This Bloomberg article about big data pertains to trading and hedge funds and how data can help them predict trends and make the firm some profit. Firms have started to look at and use data to help predict future returns. Mangers hope to use satellite, social media and personal information to predict things like airline ticket sales and illnesses. Most mangers have not figured out a way to use such data to find specific trends and trading signals. One key example of this is Two Sigma a fund that has used big data and machine learning algorithms to find trends and they have outperformed rivals in doing so. A number of different funds are starting to invest more into data science and data sets in order to stay competitive and find new ways to try and outperform the market. Firms understand how important it is to start using data to help them in the market but there is a problem. Since there is so much data to be collected a lot of it is useless or cannot be used and the stuff than can be used needs to be cleaned and looked further into. One person, James Holloway stated “humans have created a huge amount of low-grade data recently, but have failed to realize the rule quantity does not equal quality.” What James is saying is that people are using a massive amount of data that might not be very valuable but there is a lot of it. This is difficult for firms going through all the data because there is so much of it that is useless to them.
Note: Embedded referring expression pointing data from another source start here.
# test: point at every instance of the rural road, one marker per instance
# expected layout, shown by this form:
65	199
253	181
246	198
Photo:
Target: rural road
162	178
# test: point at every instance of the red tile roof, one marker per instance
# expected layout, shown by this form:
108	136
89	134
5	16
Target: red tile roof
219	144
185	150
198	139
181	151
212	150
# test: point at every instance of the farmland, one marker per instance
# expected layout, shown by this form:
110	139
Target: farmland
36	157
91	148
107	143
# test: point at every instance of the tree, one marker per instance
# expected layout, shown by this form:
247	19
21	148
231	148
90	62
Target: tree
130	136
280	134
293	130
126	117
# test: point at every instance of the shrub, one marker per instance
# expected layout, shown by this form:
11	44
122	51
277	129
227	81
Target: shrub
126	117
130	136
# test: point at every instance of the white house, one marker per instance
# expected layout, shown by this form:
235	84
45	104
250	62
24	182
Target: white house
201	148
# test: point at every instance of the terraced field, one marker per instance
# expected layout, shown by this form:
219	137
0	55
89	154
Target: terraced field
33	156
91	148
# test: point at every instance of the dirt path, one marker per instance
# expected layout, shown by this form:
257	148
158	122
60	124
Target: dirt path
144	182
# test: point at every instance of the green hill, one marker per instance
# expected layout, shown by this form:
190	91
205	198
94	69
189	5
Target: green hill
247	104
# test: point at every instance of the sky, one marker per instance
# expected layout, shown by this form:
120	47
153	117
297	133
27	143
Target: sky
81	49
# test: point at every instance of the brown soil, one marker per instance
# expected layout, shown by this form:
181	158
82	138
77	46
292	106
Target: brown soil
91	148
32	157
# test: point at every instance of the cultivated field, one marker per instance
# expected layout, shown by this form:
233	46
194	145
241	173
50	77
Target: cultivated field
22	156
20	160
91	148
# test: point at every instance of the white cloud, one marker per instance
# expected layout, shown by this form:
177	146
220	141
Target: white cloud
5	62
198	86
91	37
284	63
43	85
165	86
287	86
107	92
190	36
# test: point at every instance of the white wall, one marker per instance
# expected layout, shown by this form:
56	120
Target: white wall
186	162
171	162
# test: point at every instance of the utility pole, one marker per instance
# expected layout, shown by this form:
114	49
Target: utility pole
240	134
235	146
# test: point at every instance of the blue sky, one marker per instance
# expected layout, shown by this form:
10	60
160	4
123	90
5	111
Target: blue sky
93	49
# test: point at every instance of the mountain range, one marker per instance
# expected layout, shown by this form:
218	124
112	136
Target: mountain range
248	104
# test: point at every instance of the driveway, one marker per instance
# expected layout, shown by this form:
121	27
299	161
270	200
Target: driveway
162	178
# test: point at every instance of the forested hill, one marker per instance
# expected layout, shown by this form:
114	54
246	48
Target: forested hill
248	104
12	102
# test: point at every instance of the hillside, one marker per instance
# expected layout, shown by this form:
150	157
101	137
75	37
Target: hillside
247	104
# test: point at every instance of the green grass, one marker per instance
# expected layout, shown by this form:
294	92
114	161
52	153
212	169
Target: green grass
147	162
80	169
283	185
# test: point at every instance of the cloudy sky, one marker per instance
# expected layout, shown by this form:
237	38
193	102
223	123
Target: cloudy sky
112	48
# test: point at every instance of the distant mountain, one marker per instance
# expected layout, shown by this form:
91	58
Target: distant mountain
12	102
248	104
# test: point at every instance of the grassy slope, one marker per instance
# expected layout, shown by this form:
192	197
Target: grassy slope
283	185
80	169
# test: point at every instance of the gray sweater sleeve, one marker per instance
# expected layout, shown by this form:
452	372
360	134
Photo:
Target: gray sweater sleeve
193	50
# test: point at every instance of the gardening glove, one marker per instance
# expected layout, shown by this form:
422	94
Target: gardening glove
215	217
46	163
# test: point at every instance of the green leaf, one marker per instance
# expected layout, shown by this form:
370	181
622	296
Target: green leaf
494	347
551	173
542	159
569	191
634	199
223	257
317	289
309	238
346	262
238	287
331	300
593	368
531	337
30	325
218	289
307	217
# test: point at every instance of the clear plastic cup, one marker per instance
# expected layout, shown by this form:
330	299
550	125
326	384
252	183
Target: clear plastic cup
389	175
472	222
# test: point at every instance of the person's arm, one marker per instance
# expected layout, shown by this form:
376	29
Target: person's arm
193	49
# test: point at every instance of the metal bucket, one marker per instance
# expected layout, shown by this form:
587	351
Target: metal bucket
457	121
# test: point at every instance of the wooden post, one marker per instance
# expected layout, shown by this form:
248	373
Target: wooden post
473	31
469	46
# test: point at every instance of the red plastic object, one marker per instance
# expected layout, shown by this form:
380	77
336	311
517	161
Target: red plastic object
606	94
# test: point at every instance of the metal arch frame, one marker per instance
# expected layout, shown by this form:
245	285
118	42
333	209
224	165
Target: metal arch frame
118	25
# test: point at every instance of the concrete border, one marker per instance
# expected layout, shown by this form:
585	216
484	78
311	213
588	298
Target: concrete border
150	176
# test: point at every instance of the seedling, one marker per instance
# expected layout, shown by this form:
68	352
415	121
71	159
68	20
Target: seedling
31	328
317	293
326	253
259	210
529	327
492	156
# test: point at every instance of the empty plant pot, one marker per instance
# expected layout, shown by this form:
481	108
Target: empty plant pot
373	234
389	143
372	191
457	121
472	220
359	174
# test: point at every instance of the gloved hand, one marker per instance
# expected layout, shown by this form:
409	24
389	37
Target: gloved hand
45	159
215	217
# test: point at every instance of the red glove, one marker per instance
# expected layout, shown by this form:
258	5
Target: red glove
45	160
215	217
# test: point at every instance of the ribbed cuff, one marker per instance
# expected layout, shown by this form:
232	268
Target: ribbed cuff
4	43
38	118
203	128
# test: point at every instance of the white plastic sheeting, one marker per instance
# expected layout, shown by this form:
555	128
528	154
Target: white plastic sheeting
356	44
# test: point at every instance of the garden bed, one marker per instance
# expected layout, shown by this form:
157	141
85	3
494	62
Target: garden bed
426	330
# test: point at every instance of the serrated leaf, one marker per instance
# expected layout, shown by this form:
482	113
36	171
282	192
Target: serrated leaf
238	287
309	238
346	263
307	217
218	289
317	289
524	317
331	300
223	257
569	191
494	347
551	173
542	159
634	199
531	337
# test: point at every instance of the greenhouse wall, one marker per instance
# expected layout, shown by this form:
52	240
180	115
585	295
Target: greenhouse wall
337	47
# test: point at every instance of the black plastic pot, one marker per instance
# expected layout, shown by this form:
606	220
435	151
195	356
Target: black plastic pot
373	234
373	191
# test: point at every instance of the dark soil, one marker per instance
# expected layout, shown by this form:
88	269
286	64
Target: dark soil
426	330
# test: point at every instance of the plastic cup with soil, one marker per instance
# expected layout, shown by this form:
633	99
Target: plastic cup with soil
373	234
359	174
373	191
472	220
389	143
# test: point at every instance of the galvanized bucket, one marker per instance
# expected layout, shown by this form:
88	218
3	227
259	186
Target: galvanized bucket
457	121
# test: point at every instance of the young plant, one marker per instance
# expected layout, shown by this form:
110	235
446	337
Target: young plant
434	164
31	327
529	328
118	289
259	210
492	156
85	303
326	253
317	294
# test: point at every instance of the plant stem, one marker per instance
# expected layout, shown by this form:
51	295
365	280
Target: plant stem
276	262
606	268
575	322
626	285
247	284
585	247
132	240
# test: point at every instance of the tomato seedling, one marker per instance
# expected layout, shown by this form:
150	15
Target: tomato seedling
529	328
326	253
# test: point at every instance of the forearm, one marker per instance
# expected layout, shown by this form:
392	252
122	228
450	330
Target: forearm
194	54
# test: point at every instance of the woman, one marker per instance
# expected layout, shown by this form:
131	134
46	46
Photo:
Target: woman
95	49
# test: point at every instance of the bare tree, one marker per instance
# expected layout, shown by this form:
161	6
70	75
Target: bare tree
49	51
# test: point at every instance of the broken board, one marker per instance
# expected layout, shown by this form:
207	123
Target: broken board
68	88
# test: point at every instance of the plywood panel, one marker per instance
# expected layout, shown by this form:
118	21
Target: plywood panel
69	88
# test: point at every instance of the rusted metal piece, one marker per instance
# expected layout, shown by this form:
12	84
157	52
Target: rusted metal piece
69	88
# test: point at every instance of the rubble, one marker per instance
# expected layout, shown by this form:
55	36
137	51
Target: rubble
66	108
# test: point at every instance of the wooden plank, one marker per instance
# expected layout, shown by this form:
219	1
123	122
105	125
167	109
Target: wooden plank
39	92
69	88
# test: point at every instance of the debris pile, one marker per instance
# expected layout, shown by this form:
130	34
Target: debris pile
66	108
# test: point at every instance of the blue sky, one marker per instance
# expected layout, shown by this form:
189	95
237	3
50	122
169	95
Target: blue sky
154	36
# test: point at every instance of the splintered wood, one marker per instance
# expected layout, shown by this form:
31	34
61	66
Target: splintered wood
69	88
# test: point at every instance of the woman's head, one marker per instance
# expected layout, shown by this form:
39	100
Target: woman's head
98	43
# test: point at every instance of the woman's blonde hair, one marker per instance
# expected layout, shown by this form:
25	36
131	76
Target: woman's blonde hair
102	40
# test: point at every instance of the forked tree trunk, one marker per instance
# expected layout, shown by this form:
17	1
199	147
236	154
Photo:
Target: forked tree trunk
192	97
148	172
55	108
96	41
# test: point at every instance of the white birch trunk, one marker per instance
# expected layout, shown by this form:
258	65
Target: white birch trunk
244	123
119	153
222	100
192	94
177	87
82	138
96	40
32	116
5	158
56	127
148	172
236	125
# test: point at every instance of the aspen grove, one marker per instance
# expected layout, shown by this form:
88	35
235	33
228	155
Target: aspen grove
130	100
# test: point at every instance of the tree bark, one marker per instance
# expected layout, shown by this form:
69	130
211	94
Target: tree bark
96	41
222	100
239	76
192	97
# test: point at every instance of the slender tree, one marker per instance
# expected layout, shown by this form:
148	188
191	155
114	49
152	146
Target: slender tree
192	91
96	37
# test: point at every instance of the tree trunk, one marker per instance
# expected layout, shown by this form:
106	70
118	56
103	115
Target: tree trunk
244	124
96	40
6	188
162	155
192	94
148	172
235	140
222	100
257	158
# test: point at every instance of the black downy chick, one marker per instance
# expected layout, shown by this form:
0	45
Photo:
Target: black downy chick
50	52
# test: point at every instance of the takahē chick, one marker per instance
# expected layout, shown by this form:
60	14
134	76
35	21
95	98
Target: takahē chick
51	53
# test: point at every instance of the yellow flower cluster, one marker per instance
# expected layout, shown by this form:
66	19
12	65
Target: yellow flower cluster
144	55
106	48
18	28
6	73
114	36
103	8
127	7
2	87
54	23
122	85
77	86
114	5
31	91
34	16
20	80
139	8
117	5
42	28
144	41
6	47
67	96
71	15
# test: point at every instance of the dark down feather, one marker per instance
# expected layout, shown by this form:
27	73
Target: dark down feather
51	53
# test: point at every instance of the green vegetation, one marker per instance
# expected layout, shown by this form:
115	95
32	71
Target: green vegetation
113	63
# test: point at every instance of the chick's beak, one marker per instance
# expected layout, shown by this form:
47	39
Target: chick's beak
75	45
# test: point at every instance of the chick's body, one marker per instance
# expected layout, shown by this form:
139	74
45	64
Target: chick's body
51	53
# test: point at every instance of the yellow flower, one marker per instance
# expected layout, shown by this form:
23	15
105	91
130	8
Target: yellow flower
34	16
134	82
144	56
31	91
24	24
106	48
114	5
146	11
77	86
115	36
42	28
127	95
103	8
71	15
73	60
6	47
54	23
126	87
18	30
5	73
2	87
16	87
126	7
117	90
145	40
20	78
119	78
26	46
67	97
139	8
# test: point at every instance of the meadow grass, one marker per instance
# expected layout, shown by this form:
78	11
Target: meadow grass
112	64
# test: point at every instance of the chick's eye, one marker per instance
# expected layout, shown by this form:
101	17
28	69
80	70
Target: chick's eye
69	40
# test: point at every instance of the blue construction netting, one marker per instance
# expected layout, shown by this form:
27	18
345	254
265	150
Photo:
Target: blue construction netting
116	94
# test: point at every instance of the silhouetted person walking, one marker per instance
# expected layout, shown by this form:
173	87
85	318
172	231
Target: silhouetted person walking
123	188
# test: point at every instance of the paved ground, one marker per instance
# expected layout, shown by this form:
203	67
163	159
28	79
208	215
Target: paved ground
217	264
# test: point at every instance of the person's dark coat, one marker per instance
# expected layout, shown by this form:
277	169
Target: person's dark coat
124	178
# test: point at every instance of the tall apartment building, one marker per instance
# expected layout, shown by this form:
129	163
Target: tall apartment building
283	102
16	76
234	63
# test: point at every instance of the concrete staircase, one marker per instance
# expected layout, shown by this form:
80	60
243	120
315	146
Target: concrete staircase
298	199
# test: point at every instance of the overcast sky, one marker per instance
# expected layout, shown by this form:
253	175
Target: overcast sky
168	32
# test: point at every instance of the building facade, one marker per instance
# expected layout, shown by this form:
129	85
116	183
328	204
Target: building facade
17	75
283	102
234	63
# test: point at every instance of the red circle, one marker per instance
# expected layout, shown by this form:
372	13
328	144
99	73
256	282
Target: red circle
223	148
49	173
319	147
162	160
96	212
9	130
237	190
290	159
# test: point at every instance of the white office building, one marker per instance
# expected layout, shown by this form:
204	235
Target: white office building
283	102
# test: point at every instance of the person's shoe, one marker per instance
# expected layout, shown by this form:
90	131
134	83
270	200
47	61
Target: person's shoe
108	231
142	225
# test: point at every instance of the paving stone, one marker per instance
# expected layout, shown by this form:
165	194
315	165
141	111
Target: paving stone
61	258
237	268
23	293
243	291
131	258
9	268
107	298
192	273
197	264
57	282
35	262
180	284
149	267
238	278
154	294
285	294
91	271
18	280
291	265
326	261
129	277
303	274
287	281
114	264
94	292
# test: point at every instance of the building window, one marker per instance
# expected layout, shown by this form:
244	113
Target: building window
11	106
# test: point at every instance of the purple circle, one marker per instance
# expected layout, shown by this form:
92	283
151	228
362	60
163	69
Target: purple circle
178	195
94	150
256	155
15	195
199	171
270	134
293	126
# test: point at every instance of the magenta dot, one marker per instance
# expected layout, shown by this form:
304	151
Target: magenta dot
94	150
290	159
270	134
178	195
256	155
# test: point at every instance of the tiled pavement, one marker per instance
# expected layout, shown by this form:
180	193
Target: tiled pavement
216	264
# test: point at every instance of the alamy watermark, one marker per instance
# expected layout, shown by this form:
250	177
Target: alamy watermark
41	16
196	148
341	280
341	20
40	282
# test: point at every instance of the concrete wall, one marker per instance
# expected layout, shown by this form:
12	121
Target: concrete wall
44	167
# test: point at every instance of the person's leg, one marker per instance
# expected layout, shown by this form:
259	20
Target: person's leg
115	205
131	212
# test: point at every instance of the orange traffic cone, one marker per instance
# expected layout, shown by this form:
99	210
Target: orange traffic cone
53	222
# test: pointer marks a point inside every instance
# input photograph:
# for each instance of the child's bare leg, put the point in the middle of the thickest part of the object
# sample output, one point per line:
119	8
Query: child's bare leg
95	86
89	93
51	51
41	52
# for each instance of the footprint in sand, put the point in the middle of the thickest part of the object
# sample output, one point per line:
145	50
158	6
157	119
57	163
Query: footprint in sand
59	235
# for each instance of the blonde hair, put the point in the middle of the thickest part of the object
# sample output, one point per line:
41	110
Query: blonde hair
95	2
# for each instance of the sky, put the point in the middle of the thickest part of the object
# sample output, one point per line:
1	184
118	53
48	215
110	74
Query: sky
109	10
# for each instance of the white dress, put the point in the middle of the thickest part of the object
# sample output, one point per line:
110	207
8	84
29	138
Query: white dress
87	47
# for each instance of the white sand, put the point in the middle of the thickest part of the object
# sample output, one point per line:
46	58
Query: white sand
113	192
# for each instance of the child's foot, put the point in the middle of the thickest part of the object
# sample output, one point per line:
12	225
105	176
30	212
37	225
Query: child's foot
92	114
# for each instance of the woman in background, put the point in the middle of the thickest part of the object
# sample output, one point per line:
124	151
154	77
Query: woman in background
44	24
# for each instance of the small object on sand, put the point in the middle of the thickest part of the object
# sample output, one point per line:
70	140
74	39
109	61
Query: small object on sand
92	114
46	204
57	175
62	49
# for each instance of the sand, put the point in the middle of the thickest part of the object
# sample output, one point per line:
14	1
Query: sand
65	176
Another problem facing the firms is that some of the vendors, as the article points out, cannot sell their data. The article uses the example of cell phones and using their locations without consumer consent. Or drones talking photos, are they flying under regulations and restrictions? Firms can go through a number of different vendors in search for certain data that they find helpful to them in the trading market. First you need to find out if where the data is coming from and if these vendors have the right to share or sell their data to you.
A third big data set than can help a firm is social media, Twitter and Facebook in particular. One manager said that they collect about 300,000 data sets spanning over the social media but with all the fake accounts posting fake news and prices that can affect a stock price there is a lot of scrubbing that goes into cleaning it. A company Augvest set out to help big firms solve the data puzzle and came up with an idea to break a wall between the fund managers and the data scientists and allow them to work together on trades rather than back office stuff for the data scientists.